メッシ ハットでCL最多得点更新「74」

2014年11月26日 11時00分

【キプロス・ニコシア発】メッシが新たな金字塔を打ち立てた。サッカーの欧州チャンピオンズリーグ(CL)1次リーグ第5節の8試合が25日(日本時間26日)に各地で行われ、F組バルセロナ(スペイン)のFWリオネル・メッシ(27)が敵地でのAPOEL(キプロス)戦でハットトリックを達成し、4―0で快勝。欧州CL通算ゴール数を74得点に伸ばし、ラウル・ゴンザレス(37=ニューヨーク・コスモス)が持っていた最多記録(71点)を更新した。

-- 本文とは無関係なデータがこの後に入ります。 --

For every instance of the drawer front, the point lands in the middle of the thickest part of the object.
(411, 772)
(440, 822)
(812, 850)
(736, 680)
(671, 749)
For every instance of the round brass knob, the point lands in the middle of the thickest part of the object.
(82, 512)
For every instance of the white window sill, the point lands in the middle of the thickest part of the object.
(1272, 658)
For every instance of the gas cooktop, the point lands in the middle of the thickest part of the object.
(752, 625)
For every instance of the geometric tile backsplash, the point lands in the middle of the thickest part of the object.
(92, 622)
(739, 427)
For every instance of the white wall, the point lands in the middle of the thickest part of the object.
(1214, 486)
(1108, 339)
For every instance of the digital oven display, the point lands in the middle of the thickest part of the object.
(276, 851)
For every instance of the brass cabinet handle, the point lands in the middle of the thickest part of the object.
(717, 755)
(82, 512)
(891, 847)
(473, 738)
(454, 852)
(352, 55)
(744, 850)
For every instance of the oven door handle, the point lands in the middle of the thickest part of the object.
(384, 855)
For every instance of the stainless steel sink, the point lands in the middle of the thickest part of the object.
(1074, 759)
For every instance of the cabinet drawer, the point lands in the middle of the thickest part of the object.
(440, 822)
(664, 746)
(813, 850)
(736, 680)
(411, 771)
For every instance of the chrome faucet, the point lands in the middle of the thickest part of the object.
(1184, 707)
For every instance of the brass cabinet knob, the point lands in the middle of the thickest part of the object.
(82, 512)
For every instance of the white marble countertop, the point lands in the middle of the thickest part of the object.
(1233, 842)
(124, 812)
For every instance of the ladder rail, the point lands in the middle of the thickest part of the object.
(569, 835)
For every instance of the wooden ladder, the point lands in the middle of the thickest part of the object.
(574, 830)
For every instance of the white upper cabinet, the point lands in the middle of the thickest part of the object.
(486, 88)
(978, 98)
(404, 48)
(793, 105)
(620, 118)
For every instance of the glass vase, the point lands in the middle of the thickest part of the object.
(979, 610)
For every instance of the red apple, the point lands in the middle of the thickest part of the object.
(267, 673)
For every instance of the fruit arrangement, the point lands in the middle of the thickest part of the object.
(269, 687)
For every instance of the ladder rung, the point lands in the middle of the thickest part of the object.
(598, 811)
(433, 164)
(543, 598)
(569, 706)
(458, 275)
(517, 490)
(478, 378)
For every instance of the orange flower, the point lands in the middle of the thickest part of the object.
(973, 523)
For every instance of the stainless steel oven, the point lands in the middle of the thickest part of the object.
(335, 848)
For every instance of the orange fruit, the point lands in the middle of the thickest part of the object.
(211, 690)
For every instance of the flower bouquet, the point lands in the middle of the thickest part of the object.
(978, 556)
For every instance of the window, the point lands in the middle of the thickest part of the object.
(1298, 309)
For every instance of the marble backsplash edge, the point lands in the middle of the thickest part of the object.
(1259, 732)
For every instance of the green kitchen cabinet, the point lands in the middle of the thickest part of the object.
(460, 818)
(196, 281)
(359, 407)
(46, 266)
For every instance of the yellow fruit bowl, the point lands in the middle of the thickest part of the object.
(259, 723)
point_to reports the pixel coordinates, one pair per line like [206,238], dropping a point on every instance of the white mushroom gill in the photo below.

 小さな巨人がいとも簡単に、そしてど派手に新記録を樹立した。歴史的瞬間が訪れたのは1点リードで迎えた前半38分。ペナルティーエリアにいたメッシはMFラフィーニャの左足シュートに反応すると、右足でコースを変えてゴール左隅に流し込んだ。

 前節のアヤックス戦で2得点し、ラウルの記録に並んでいたメッシにかかる記録更新の期待は大きかったが、そのプレッシャーも簡単に打ち破った。地中海に浮かぶ小さな国のスタジアムでの偉業達成。チームメートから祝福を受けた背番号10は笑顔とともに、控えめなガッツポーズで応えた。

 だが“メッシ劇場”はこれで終わらなかった。後半13分、今度はスアレスのスルーパスに反応。エリア内で右足を振り抜くと、GKに当たったボールは左ポストを叩いてそのままゴールネットを揺らした。完全に勢いづいたエースは終了間際の後半42分、左のFWペドロの折り返しをまたも右足で押し込んでハットトリック達成。利き足でない右足での3得点は自身初という“珍記録”のおまけ付きで、CLに新たな歴史を刻んだ。

 メッシは22日の国内リーグ・セビリア戦でもハットトリックを達成し、リーグ史上最多得点記録を持つテルモ・サラの251点を超える253点目をマーク。1週間に2つの大記録をともにハットトリックで更新するという偉業を成し遂げた。

 驚くべきはゴールの量産ペース。ラウルが155試合で71得点だったのに対し、メッシは91試合で74得点。ちなみに、ラウルの記録にあと1点に迫っているFWクリスチアーノ・ロナウド(29=レアル・マドリード)が107試合で70得点であることを見ても、メッシの得点率の高さは際立っている。

 メッシの新記録、チームの大勝とお祭り騒ぎのバルサだが、喜んでばかりもいられない。F組首位のパリ・サンジェルマン(フランス)とは勝ち点1差の2位。1次リーグ最終節の直接対決(ホーム)で勝たなければ2位通過となり、決勝トーナメント1回戦で他組の1位通過チームと対戦することなる。悲願のCL王座奪還に向けて、まだまだ気が抜けない戦いが続く。